Di fronte all’esitazione di Giovanni, Gesù gli risponde che proprio questo è l’ordine giusto: «lascia fare… perché conviene che adempiamo ogni giustizia». La giustizia per Gesù è il compimento del piano di Dio, l’ingiustizia è il peccato, l’inganno. Lui restituisce vita a noi peccatori, oltre ogni merito o colpa commessa, rompe ogni pretesa di giustificazione umana. La nuova giustizia per Gesù consiste in questo ribaltamento che annulla la distanza tra il Puro e gli impuri, tra Dio e l’uomo.

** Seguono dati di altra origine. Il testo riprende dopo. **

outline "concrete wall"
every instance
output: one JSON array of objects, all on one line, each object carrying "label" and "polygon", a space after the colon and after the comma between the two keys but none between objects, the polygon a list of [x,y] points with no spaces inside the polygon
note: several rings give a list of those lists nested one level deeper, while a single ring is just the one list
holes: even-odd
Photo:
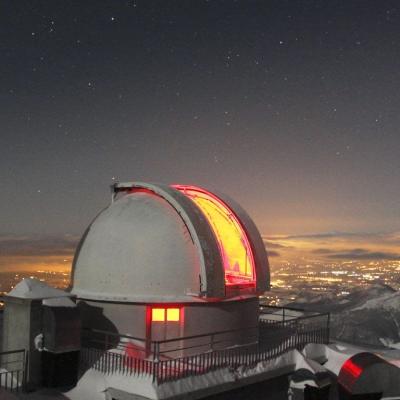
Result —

Lui raccoglie con cura meticolosa tutto ciò che noi scartiamo, gli stracci della nostra povertà, le piaghe del nostro dolore, i pesi che non riusciamo a portare, le infamie che non vogliamo riconoscere.

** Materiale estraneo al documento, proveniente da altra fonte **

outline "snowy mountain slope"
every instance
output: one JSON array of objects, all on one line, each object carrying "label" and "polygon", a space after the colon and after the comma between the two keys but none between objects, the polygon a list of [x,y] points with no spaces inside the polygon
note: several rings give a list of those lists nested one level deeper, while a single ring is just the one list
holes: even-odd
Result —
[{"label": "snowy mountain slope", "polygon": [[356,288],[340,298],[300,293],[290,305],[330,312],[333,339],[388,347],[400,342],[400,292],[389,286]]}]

Gesù viene dunque immerso da Giovanni nel Giordano, e mentre esce dalle acque – avendo compiuto questo momento pasquale di morte e resurrezione a vita nuova, profezia della sua Pasqua–, ecco giungere su di lui, proprio allora, la parola definitiva di Dio: “Questi è il mio Figlio, l’amato: in lui ho posto il mio compiacimento”. È la prima volta che il Padre parla, confermando Gesù come il Figlio.

Figlio è la prima parola. Dio genera figli e i generati hanno il cromosoma del genitore nelle cellule; c’è il DNA divino in noi, «l’uomo è l’unico animale che ha Dio nel sangue«(G. Vannucci). Quella stessa voce è scesa sul nostro Battesimo e ci ha dichiarati figli, i quali non da carne né da volere di uomo ma da Dio sono stati generati ( Gv 1,13). Battesimo significa immersione: siamo stati immersi dentro la Sorgente, ma non come due cose separate ed in fondo estranee, come il vestito e il corpo, ma per diventare un’unica cosa, come l ‘acqua e la Sorgente, come il tralcio e la Vite.

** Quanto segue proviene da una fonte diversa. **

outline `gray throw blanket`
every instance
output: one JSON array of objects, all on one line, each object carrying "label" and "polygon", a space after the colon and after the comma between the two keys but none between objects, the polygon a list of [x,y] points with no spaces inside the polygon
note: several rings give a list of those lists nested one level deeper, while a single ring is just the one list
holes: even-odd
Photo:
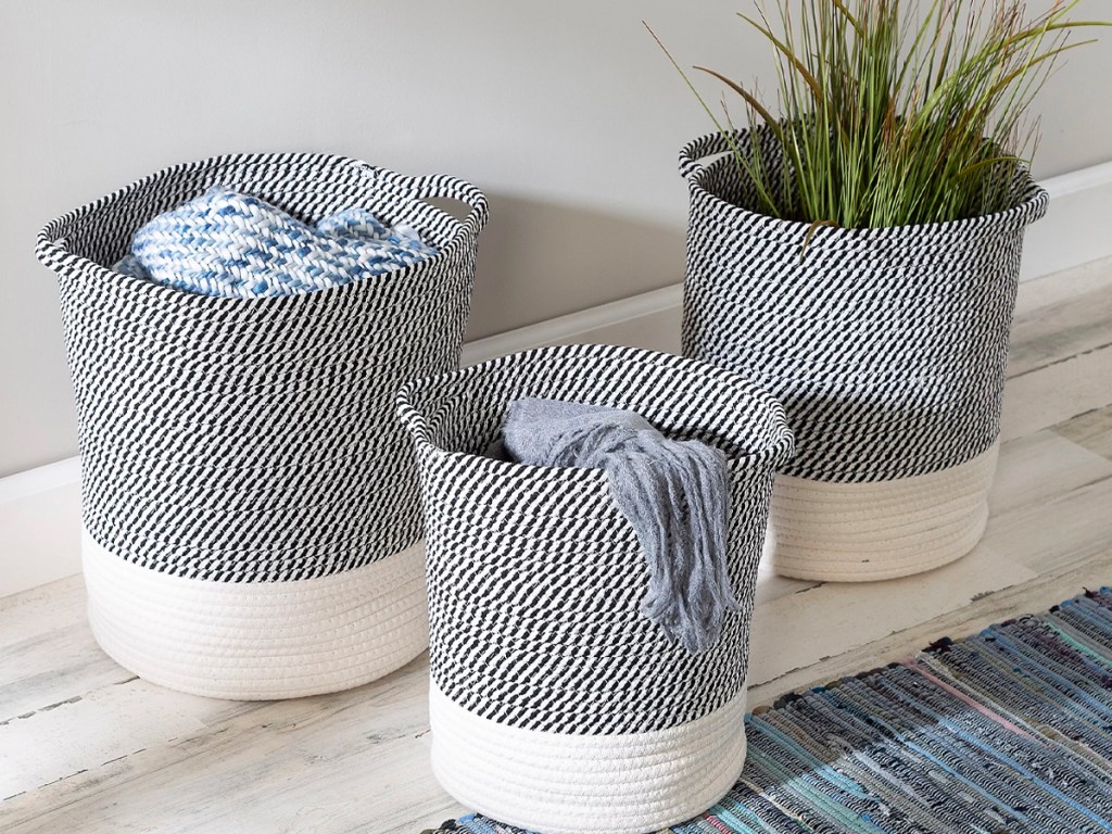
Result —
[{"label": "gray throw blanket", "polygon": [[718,639],[737,607],[726,566],[729,473],[722,451],[669,440],[643,417],[548,399],[509,404],[506,450],[519,463],[604,469],[648,562],[642,613],[688,652]]}]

Amato è la seconda parola. Prima che tu agisca, prima della tua risposta, che tu lo sappia o no, ogni giorno, ad ogni risveglio, il tuo nome per Dio è l'”amato”. Di un amore immeritato, che ti previene, che ti anticipa, che ti avvolge da subito, a prescindere. Ogni volta che penso: «se oggi sono buono, Dio mi amerà», non sono davanti al Dio di Gesù, ma alla proiezione delle mie paure! Gesù, nel discorso d’addio, chiede per noi: «Sappiano, Padre, che li hai amati come hai amato me». Mio compiacimento: la voce grida dall’alto del cielo, grida sul mondo e in mezzo al cuore, la gioia di Dio: è bello stare con te. Attraverso Gesù lo dice anche a me, che non l’ho ascoltato, che me ne sono andato, che l’ho tradito.
Questa è l’esperienza del nostro battesimo: per Dio noi siamo figli amati. Sia la consapevolezza che ci abita, imparando a custodire nella preghiera la vita nuova che scaturisce da questo amore.